В каземате же за весь срок каторги - с 1826-го по 1839 год - умер только А.С. Пестов от заражения крови в 1833 году.
Однако соединение декабристов под одной крышей спасло их не только от физической смерти. М.А. Бестужев предельно точно обозначил это спасением духовным, интеллектуальным, нравственным, политическим: "Каземат нас соединил вместе, дал нам опору друг в друге и, наконец, через наших ангелов-спасителей, дам, соединил нас с тем миром, от которого навсегда мы были оторваны политической смертью, соединил нас с родными, дал нам охоту жить, чтобы не убивать любящих нас и любимых нами, наконец, дал нам материальные средства к существованию и доставил моральную пищу для духовной нашей жизни. Каземат дал нам политическое существование за пределами политической смерти..."1
Итак, когда П.С. Пушкин вместе с Н.И. Лорером, П.В. Аврамовым и И.Ф. Шимковым 17 марта 1827 года прибыл в Читинский острог, большая часть "населения" его уже обживала казематы.

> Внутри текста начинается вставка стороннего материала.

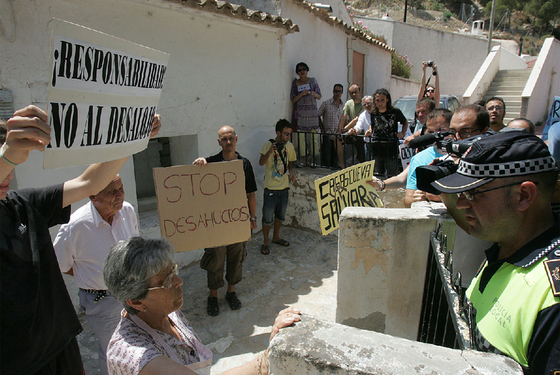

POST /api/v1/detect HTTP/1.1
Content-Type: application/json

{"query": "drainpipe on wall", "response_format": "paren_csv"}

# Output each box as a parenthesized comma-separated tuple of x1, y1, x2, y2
(347, 37, 353, 96)
(0, 0, 16, 43)
(487, 0, 496, 54)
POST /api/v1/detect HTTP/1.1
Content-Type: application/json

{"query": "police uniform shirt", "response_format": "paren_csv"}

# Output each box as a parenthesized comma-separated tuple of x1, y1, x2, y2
(466, 219, 560, 374)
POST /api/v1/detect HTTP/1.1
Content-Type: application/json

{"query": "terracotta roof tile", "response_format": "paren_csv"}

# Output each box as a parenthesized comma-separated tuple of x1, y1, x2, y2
(165, 0, 299, 33)
(292, 0, 393, 52)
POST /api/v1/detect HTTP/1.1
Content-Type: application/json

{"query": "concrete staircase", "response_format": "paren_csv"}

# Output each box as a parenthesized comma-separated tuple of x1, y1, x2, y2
(483, 69, 532, 123)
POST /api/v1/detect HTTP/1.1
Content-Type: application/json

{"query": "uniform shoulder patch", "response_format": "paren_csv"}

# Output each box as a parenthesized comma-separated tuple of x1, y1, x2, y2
(544, 259, 560, 297)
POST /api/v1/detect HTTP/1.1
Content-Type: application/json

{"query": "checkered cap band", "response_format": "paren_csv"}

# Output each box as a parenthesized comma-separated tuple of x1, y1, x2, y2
(458, 156, 557, 178)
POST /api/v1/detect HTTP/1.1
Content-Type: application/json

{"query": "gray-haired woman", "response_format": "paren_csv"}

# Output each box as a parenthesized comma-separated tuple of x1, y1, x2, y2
(104, 237, 300, 375)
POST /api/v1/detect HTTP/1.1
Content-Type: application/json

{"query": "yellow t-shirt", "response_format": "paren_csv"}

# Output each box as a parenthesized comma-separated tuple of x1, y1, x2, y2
(260, 140, 296, 190)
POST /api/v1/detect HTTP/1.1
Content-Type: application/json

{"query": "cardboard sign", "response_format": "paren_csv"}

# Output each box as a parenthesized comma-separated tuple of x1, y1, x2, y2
(400, 144, 416, 169)
(542, 96, 560, 141)
(153, 160, 251, 252)
(314, 161, 384, 236)
(44, 19, 169, 168)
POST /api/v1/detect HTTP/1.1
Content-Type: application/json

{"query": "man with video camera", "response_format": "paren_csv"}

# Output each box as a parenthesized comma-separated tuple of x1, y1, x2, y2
(428, 130, 560, 375)
(404, 105, 490, 207)
(403, 109, 452, 207)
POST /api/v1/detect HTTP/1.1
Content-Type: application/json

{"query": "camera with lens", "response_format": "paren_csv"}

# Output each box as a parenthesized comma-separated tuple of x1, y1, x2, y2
(275, 141, 285, 153)
(424, 60, 434, 67)
(414, 131, 494, 194)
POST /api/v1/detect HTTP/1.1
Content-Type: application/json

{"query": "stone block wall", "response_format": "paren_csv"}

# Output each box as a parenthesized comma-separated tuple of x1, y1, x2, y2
(335, 205, 443, 339)
(269, 314, 522, 374)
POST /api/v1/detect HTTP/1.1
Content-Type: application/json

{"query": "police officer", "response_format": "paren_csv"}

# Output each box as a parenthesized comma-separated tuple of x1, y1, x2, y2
(432, 131, 560, 374)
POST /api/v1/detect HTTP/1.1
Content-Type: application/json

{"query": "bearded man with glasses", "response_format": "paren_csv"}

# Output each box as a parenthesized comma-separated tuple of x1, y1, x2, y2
(431, 131, 560, 375)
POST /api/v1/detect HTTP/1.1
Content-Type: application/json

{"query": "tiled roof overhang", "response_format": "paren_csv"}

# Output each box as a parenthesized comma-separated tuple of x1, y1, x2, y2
(292, 0, 394, 52)
(164, 0, 299, 33)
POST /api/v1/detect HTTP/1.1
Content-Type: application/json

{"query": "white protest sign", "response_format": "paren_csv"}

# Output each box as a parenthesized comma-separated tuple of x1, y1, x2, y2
(44, 19, 169, 168)
(153, 160, 251, 253)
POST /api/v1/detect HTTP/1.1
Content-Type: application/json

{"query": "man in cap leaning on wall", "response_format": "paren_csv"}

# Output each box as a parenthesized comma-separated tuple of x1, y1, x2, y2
(432, 131, 560, 374)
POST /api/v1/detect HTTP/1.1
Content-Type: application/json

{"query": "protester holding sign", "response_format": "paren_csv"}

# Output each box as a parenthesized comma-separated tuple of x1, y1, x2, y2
(192, 126, 257, 316)
(0, 105, 160, 375)
(259, 119, 296, 255)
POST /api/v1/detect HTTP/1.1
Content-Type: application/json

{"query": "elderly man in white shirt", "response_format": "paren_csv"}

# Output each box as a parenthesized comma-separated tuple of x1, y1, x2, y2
(54, 175, 139, 375)
(347, 95, 374, 160)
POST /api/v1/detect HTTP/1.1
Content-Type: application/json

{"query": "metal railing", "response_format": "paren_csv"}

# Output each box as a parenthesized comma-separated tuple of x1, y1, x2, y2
(292, 131, 403, 176)
(417, 223, 471, 349)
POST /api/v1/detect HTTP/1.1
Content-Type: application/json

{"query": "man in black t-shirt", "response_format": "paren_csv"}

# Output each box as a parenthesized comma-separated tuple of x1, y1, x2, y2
(192, 126, 257, 316)
(0, 106, 161, 375)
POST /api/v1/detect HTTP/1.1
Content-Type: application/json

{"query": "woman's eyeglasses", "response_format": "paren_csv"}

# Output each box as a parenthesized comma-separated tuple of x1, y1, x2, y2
(147, 263, 179, 291)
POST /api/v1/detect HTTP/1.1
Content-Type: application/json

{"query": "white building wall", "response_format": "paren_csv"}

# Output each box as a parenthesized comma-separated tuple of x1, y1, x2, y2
(355, 16, 492, 98)
(278, 2, 391, 106)
(522, 37, 560, 123)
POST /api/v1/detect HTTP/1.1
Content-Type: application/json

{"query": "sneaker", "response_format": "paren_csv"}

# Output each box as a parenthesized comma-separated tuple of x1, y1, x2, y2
(225, 292, 242, 310)
(207, 297, 219, 316)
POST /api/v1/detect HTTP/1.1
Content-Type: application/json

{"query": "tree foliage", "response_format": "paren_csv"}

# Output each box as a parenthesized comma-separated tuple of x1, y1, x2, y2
(524, 0, 560, 27)
(483, 0, 560, 29)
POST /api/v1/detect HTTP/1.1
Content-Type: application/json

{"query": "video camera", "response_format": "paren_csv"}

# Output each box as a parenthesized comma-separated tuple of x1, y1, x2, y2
(414, 131, 494, 194)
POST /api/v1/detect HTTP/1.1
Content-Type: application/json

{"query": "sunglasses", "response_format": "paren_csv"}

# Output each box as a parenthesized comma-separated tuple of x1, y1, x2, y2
(426, 89, 435, 93)
(334, 90, 342, 93)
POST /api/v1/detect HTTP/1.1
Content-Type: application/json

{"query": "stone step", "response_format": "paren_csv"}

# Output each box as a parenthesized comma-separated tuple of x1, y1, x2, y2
(485, 89, 524, 96)
(484, 93, 521, 105)
(492, 79, 529, 87)
(495, 69, 532, 77)
(487, 81, 526, 87)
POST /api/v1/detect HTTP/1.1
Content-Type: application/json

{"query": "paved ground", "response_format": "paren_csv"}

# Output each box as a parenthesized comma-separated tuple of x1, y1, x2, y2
(76, 225, 339, 374)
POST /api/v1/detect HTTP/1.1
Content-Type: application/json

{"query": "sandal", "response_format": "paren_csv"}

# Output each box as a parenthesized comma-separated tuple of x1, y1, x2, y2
(207, 297, 219, 316)
(272, 239, 290, 247)
(225, 292, 242, 310)
(261, 244, 270, 255)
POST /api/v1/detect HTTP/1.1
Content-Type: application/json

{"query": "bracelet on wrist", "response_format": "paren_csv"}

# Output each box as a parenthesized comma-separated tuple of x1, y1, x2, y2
(0, 144, 19, 166)
(250, 217, 257, 222)
(379, 179, 386, 191)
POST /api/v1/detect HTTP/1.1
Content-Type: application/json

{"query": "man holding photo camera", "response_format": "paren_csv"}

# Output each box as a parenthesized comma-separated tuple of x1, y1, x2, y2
(259, 119, 296, 255)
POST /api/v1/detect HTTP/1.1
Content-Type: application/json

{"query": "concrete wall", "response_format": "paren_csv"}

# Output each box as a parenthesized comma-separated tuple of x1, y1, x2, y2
(499, 47, 528, 70)
(270, 314, 523, 374)
(463, 45, 501, 105)
(522, 37, 560, 123)
(335, 202, 489, 340)
(354, 16, 490, 98)
(389, 75, 421, 101)
(335, 206, 438, 339)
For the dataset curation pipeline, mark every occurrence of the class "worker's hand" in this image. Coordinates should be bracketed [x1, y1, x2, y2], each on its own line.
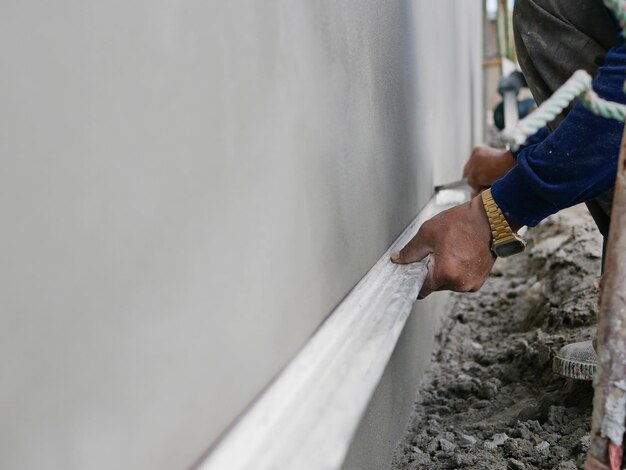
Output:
[390, 194, 495, 299]
[463, 145, 516, 197]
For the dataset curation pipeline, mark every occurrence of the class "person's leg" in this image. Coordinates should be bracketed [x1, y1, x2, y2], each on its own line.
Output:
[513, 0, 618, 262]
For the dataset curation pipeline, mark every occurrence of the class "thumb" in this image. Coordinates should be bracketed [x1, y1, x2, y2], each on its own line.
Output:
[390, 237, 431, 265]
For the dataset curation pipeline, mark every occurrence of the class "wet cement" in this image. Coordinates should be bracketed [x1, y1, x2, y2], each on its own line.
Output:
[391, 205, 602, 470]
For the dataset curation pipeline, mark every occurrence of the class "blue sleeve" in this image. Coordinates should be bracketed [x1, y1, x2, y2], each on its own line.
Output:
[491, 42, 626, 227]
[510, 126, 550, 159]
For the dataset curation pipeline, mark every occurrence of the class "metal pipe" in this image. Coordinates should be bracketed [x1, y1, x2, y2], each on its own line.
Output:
[586, 127, 626, 470]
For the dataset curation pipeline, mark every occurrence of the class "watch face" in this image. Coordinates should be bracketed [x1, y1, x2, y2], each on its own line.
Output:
[494, 239, 526, 257]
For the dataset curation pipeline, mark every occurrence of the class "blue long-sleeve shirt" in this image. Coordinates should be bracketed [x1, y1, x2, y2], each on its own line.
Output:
[491, 42, 626, 227]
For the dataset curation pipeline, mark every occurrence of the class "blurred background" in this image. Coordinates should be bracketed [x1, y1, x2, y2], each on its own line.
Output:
[0, 1, 520, 468]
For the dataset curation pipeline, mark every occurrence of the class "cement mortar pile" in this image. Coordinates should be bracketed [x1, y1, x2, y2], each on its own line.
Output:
[392, 205, 602, 470]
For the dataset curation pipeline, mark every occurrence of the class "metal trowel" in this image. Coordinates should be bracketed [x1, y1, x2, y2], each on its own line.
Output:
[434, 177, 469, 193]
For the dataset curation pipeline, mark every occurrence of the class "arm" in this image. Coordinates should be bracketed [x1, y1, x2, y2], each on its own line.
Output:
[393, 42, 626, 298]
[492, 43, 626, 227]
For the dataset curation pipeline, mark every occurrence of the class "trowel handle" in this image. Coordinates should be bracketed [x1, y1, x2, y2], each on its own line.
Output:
[434, 177, 468, 193]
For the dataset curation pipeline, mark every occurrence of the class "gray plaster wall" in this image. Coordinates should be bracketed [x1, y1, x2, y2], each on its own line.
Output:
[0, 1, 481, 469]
[343, 4, 483, 469]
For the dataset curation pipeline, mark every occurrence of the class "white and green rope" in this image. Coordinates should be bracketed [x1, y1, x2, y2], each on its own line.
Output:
[498, 0, 626, 151]
[605, 0, 626, 25]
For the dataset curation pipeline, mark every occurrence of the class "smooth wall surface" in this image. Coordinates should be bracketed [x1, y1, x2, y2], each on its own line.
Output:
[343, 3, 483, 468]
[0, 1, 481, 469]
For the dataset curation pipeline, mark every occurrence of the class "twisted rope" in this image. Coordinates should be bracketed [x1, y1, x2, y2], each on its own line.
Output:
[605, 0, 626, 25]
[580, 88, 626, 121]
[499, 70, 626, 150]
[498, 0, 626, 151]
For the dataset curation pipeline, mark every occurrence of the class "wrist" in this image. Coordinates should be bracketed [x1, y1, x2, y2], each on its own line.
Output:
[490, 187, 523, 232]
[480, 188, 526, 257]
[504, 214, 523, 233]
[472, 194, 496, 245]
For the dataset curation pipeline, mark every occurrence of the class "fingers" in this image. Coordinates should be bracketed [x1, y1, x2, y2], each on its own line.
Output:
[390, 239, 438, 299]
[390, 234, 431, 265]
[462, 158, 472, 178]
[467, 166, 487, 195]
[418, 257, 466, 299]
[417, 257, 436, 299]
[391, 232, 435, 298]
[463, 145, 482, 178]
[465, 145, 512, 193]
[418, 255, 456, 299]
[467, 173, 480, 195]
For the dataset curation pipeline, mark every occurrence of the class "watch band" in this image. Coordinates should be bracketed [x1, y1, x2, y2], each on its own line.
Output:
[481, 188, 514, 242]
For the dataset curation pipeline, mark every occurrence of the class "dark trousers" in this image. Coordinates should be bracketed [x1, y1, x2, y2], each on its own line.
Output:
[512, 0, 618, 269]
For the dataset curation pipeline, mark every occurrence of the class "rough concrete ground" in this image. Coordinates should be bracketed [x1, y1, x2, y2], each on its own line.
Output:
[391, 205, 603, 470]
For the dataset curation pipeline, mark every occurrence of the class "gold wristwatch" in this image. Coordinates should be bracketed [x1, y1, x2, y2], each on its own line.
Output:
[481, 188, 526, 257]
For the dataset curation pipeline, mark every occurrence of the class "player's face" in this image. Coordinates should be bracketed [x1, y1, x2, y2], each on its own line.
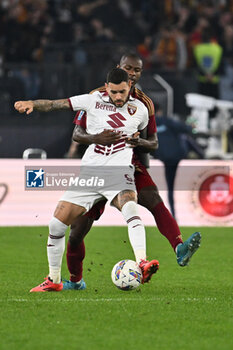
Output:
[105, 81, 131, 107]
[119, 57, 143, 87]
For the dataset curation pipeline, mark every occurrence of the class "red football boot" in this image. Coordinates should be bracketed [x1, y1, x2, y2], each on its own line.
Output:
[30, 277, 63, 292]
[139, 259, 159, 283]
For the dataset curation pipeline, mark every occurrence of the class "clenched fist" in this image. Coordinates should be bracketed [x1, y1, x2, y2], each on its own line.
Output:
[14, 101, 34, 115]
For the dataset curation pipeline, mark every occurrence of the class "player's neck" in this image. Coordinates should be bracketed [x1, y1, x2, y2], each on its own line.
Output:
[130, 86, 136, 95]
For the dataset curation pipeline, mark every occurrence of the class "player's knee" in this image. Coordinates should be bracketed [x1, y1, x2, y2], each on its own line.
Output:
[68, 215, 94, 247]
[49, 217, 68, 237]
[114, 190, 137, 210]
[69, 226, 85, 247]
[121, 201, 139, 218]
[138, 186, 163, 210]
[71, 216, 93, 237]
[68, 233, 83, 248]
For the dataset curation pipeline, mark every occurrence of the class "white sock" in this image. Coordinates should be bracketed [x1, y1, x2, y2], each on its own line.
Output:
[121, 201, 146, 264]
[49, 267, 62, 284]
[47, 217, 68, 283]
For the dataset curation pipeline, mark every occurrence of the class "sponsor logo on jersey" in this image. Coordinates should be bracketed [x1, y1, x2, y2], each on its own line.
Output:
[106, 112, 126, 128]
[127, 104, 137, 115]
[95, 102, 116, 112]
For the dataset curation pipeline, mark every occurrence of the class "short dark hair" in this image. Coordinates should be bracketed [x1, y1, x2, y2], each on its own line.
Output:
[106, 68, 129, 84]
[119, 51, 142, 66]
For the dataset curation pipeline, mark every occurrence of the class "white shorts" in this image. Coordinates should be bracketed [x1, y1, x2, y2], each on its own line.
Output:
[59, 165, 136, 211]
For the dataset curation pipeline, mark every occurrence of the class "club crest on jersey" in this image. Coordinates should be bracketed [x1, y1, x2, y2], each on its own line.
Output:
[127, 104, 137, 115]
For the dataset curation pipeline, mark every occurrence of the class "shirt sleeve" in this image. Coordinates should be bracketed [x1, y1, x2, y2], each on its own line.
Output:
[73, 111, 87, 129]
[137, 92, 157, 136]
[147, 113, 157, 136]
[138, 110, 149, 130]
[68, 94, 92, 111]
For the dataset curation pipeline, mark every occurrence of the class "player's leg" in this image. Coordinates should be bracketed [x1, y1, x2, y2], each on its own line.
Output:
[164, 162, 179, 218]
[135, 166, 184, 250]
[112, 190, 159, 283]
[30, 200, 86, 292]
[63, 199, 107, 290]
[135, 165, 201, 265]
[63, 216, 93, 290]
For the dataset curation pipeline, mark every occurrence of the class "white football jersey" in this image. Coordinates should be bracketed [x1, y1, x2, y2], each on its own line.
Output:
[69, 91, 149, 166]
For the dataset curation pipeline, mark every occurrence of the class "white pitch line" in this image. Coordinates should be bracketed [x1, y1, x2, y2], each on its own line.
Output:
[0, 297, 219, 303]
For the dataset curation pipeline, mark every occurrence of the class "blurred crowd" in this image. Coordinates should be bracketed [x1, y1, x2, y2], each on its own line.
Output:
[0, 0, 233, 71]
[1, 0, 233, 106]
[1, 0, 233, 161]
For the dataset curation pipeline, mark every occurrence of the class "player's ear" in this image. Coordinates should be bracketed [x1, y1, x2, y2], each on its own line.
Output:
[116, 64, 120, 68]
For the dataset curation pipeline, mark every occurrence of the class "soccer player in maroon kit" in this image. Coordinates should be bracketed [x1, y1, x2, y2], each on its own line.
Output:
[63, 52, 201, 290]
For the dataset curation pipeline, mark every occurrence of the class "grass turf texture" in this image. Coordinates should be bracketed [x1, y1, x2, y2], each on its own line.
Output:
[0, 226, 232, 350]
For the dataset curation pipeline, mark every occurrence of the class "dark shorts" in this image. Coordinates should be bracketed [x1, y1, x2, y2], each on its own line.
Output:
[84, 198, 107, 221]
[85, 162, 157, 221]
[134, 162, 157, 193]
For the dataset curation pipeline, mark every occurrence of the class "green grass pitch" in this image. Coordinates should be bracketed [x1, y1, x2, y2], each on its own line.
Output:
[0, 226, 232, 350]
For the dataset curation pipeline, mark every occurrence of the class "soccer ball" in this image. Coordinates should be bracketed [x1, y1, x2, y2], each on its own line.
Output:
[111, 259, 142, 290]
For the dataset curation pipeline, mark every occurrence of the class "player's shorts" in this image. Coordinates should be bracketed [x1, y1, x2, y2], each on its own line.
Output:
[59, 165, 136, 212]
[83, 161, 157, 221]
[134, 162, 157, 193]
[84, 198, 107, 220]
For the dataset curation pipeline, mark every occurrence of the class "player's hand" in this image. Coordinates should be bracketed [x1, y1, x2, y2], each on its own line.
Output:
[94, 129, 123, 146]
[126, 132, 140, 148]
[14, 101, 34, 115]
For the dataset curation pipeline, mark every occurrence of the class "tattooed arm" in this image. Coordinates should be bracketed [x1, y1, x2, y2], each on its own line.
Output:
[14, 99, 70, 115]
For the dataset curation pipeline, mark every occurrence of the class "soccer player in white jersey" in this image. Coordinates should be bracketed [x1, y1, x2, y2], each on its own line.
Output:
[14, 68, 159, 292]
[64, 53, 201, 291]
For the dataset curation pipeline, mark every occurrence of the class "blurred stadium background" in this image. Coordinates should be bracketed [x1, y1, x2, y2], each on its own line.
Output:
[1, 0, 233, 158]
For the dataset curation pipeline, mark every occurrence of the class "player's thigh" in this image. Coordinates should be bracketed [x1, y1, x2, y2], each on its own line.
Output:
[69, 199, 107, 243]
[134, 164, 163, 210]
[70, 215, 94, 243]
[112, 189, 137, 210]
[59, 190, 102, 224]
[53, 200, 86, 225]
[138, 185, 163, 210]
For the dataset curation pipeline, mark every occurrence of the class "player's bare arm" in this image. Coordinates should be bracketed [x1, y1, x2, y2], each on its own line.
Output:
[126, 131, 158, 151]
[14, 99, 70, 115]
[72, 125, 123, 146]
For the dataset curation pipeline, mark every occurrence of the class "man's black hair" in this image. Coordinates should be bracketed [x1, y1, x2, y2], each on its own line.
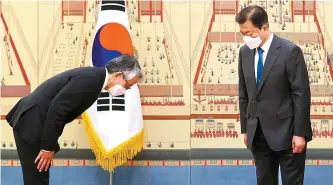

Чита тех лет была маленькой деревней, очень живописной. На горе располагалась деревянная церковь с колокольней и десятка два домов, а внизу, под горой, и далее в пределах видимости змеилась речка Чита, которая и деревне дала свое имя, стремясь в двух верстах от села влиться в полноводную Ингоду. В конце деревни стоял старый острог с тремя постройками казарменного типа, обнесенный высоким частоколом. Особенностью этого уголка Сибири был благодатный климат, прекрасная природа, цветущая растительность.
"Все, что произрастало там, достигало изумительных размеров", - писал Н.В. Басаргин.
В течение 1827 года всё прибывали "четверки" - это были осужденные с 1-го по 7-й разряд. Сроки их каторги - от одного до 20 лет с последующим поселением в Сибири. Поселенский же срок не указывался - для монарха разумелось: навечно.
Читинский острог, хотя декабристы прожили здесь почти четыре года, был временным и совсем не готов к такому многолюдью: к апрелю 1827 года здесь было около 70, а к зиме - 82 человека. И всем им пришлось поначалу разместиться в двух домах. Один - "большой каземат" - был разделен на три комнаты: в первой - "аршин восемь на пять", как описывал Н.В. Басаргин, жило 16 человек, столько же - во второй, чуть меньшей комнате, в совсем маленькой, третьей комнате - 4 человека. Второй, меньший домик поместил остальных, и там было ещё теснее. Трудно сказать, когда теснота эта была ощутимее. Ночью на нарах каждому доставалось пространство для сна в 3/4 аршина1, и невозможно было, переворачиваясь на другой бок, не толкнуть соседа, а так как ножные цепи и на ночь не снимались2, то всякое движение, особенно неосторожное, причиняло боль себе или соседу и производило шум. Днем для прогулок пространства не было, поэтому и сходить с нар некуда. Разре-шалось только в определенное время днем выйти из каземата во двор. Впрочем, вскоре последовало разре-шение выходить в этот небольшой, обнесенный высоким частоколом двор во всякое время дня до пробития зари, т. е. - до девяти часов вечера.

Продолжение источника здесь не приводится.